The chocolate myth is also preoccupying members of the European Parliament. There was nothing very European about the parliament's blind chocolate tasting, where French, Belgian and British MEPs nearly came to blows. Glenys Kinnock follows the chocolate debate, rather more serenely, as a vice-president of the African Caribbean Pacific-EU Joint Assembly. She understands the fears of the cocoa producing countries that the vegetable fat lobby may win the arguments. At the same time she admits that the "zero option"-a ban on vegetable fat-would bring "screaming headlines back home." Already, she says, she can't say "cheese" when she goes back to Wales-ever since the Western Mail ran a Euro-myth saying that the commission was to ban the delivery of milk in churns, which would threaten the production of Caerphilly cheese. "Even the Guardian took it up as if it were gospel. But there was no directive banning milk in churns so long as it was not for human consumption, but for processing milk into cheese. Then the Daily Mail ran a story saying Ronald Biggs wants to defend his Caerphilly cheese. What had Ronald Biggs got to do with it? I wrote a letter to the Independent. The first thing everybody does when life starts to go wrong is blame Brussels."

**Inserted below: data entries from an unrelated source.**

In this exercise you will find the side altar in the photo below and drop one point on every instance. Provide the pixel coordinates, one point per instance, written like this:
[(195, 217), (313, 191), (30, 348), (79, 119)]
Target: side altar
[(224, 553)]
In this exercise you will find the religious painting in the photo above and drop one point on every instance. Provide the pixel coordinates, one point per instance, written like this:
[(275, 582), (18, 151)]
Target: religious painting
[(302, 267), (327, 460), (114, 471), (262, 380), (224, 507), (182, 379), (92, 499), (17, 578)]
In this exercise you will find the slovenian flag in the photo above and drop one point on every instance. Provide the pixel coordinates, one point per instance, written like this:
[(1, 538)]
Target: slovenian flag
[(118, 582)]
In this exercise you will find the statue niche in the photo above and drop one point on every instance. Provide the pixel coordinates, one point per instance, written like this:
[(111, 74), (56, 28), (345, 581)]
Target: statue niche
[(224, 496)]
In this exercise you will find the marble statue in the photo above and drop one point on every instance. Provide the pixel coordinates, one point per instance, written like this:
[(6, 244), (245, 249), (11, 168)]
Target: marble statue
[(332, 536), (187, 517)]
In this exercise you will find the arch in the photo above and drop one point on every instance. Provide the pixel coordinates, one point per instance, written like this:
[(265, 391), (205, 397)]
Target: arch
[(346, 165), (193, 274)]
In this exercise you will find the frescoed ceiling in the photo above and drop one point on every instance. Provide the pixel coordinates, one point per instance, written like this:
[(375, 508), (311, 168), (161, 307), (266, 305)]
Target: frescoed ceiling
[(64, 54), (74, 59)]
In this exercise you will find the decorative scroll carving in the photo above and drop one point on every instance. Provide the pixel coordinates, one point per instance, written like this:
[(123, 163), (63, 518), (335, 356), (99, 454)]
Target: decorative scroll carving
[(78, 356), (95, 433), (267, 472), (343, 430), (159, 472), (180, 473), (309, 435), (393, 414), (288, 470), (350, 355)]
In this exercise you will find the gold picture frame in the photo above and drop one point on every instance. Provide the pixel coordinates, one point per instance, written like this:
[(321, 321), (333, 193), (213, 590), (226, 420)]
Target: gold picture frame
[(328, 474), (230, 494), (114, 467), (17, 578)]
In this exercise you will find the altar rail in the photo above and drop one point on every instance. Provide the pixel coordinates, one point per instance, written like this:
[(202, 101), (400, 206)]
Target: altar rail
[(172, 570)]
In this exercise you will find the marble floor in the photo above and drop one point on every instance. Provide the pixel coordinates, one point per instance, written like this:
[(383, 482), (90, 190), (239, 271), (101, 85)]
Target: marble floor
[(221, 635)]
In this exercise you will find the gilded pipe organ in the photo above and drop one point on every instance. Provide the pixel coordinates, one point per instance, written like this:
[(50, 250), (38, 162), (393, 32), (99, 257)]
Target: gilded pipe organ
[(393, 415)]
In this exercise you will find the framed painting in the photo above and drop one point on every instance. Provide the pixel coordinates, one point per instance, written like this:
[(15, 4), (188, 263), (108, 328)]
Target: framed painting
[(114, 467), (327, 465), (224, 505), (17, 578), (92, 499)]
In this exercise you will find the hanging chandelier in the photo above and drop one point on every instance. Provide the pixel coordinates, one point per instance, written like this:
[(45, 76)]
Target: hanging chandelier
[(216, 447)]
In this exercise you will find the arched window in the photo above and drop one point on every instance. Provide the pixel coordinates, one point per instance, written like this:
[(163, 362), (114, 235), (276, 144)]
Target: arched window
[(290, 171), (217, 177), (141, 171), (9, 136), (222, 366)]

establishing the truth about Euro-mythology is not easy. For Europhiles to call every Euro-sceptical story a "myth" is no less dishonest than it is for Europhobes to suggest that all Brussels legislation is futile. In the case of chocolate there clearly was once a plan to harmonise how chocolate should taste; out of that plan the vegolate myth was spun. So was the vegolate story wrong? If British chocolate could not be called chocolate, it would have to be called something .
Perhaps, however, whether the myths are true or not does not even matter. Who spins them is probably unimportant too. There is an appetite throughout Europe for Euro-mythology-and the appetite is growing. The stories feed a deep public need. They give expression to fear and confusion; they are strangled cries for help which cannot be scotched with a "rapid reply." Like many of the ancient myths, Euro-myths may be evidence of an attempt by ordinary people to explain an extraordinary phenomenon which is happening beyond their control: the phenomenon of European integration.
Opposite Glenys Kinnock sits Caroline Jackson MEP, who is also a paid consultant for Mars. "What sort of chocolate do you prefer?" I ask. "I don't really mind. I just know the stuff gives me spots," she says. A pile of press releases spills from her lap."Plans to call chocolate vegolate blocked. British chocolate safe," says a headline with a smiling picture of a triumphant Jackson. "Did you ever believe there was any truth in the vegolate myth?" I ask. "Who knows what's true around here. I want to go home," said the woman from Mars.